STEPHEN LEWIS is delighted by a new guide to York's green places.

YORK is a green city. Not because we are more environmentally friendly than people elsewhere (although it would be nice to think we do our bit). But because the city itself is green.

Over the centuries, York's growing built-up areas have surrounded and enveloped ancient strays and commons, woods and riverside meadows. Some of these have gradually been tamed, to form public parks and gardens. Others, however, have remained virtually unchanged down the years remnants of old countryside woven into the built-up fabric of the city.

We all have our favourite public park or local stray: Rowntree Park, say, or Micklegate Stray or Fulford Ings.

But hidden in the heart of the city there are also a host of less well-known green places, tiny little oases of nature in the heart of a bustling modern city.

Many link to form green corridors along the city's two main rivers, or running beside old footpaths or half forgotten lanes.

Others are individual little gems unknown to all but those who live nearby.

Now Sessions of York has teamed up with the York Natural Environment Trust and City of York Council to produce a wonderful new guide to more than 40 of the city's green spaces.

They range from popular favourites such as St Nicholas Fields and Monk Stray to riverside promenades, Edwardian parks, ancient meadows, woods and wetlands.

We all know about Hob Moor. But how many of you have heard of Bachelor Hill a little, grassy hill off Askham Lane topped with a copse of pine trees that offers unparalleled views across the city? Or Heworth Holme six acres of wet grassland running alongside Tang Hall Beck with a small wood on the higher ground?

Mick Phythian, chairman of the York Natural Environment Trust and one of the contributors to the book, says the aim was to open up many of these lesser-known green spaces so people would know about and use them.

"People just don't know that these sites exist and that there are so many of them," he said. "They are wonderful places, and they have all got their own different qualities. We want to get people out and enjoying them."

The book was the idea of Bill Sessions, of Sessions of York, Mick said. "Although he lived quite close to Clifton Backies, he never knew how to get there."

The new book, complete with detailed, lovingly hand-drawn maps by Judith Ward and some wonderful photographs, many by Lisa Pickering of www.yorkstories.com, gives you all the information you need to explore these secret places.

Between them, they add up to one of the most beautiful features of an already beautiful city, says Dave Meigh, City of York Council's head of parks and open spaces and another contributor to the book.

"There are the strays and the river banks, but also lots of green nooks and crannies," he says. "You can get lost' in them, get right away from the stresses and strains of modern life even though you're right in the middle of the city."

So, who needs that foreign holiday? There are more than 40 wild places right here in York for you to spend the summer exploring. Enjoy.

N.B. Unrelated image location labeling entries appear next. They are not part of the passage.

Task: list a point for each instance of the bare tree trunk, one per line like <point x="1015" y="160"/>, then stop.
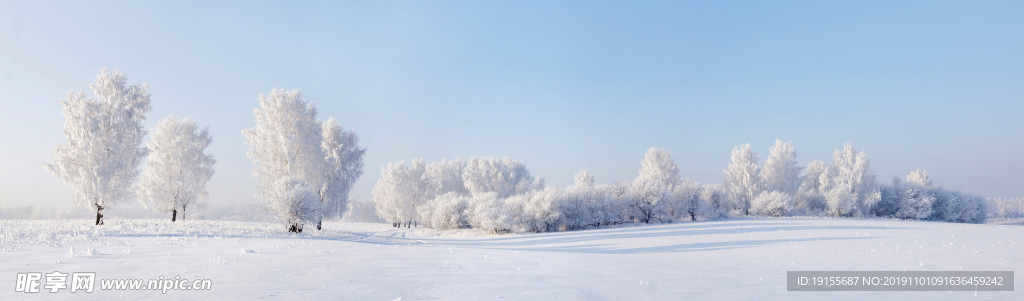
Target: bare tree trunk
<point x="99" y="215"/>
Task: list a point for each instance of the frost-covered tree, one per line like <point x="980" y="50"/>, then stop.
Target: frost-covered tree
<point x="104" y="136"/>
<point x="289" y="144"/>
<point x="445" y="212"/>
<point x="920" y="177"/>
<point x="810" y="199"/>
<point x="342" y="166"/>
<point x="175" y="174"/>
<point x="399" y="190"/>
<point x="505" y="177"/>
<point x="658" y="167"/>
<point x="851" y="172"/>
<point x="772" y="203"/>
<point x="742" y="178"/>
<point x="780" y="172"/>
<point x="584" y="179"/>
<point x="444" y="177"/>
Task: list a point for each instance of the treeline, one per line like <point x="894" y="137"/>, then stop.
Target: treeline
<point x="501" y="196"/>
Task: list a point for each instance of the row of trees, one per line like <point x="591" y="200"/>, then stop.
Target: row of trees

York's Green Places, compiled by Judith Ward and edited by Dave Meigh, Mick Phythian, Bill Sessions and Elizabeth Smith, is published by the Sessions Book Trust, priced £5. It is available from local bookshops, or direct from Sessions of York (add £1.50 for postage and packing), Huntington Road, York YO31 9HS.

Some of York's hidden green places...

Clifton Backies: one of Mick Phythian's favourites. Ancient ridge and furrow meadowland between Burton Green and Water Lane that was partly used as an airfield in the Second World War. Completely open access, with a range of habitats including "unimproved" pastureland of wild flowers and grasses, scrub woodland, pond and wetland and old hay meadow. Lots of different bird species.

Bachelor Hill: another of Mick's favourites. Grassy slopes, a hilltop copse of pine and horse chestnut trees, an old sand pit and fine views across York to the Yorkshire Wolds and North York Moors (who says York doesn't have any hills?) make it a great place for a picnic. The rough grassland around the sand dune is home to lots of different butterflies.

Acomb Wood: one of Dave Meigh's favourites. Ten acres of mixed woodland and ancient pasture right in the middle of a large housing estate in Foxwood. Divided into two halves by Acomb Wood Drive, it includes magnificent 250-year-old oak trees, uncommon woodland wild flowers, and surrounding hedgerows. Lots of birds and small mammals. Dave is particularly fond of it, he says, because there is so little woodland in the Vale of York. Yet we have one here right in the heart of the city.

Moorlands Nature Reserve: Eighteen acres of mixed woodland, developed in the 20th century as a woodland garden, that is just north of the ring road. More than 50 species of birds, a host of wild flowers from snowdrops and daffodils to bluebells and rhododendrons. A special rhododendron walk through a series of glades, a heath, ponds, and a glade of ornamental maples under mature oak trees.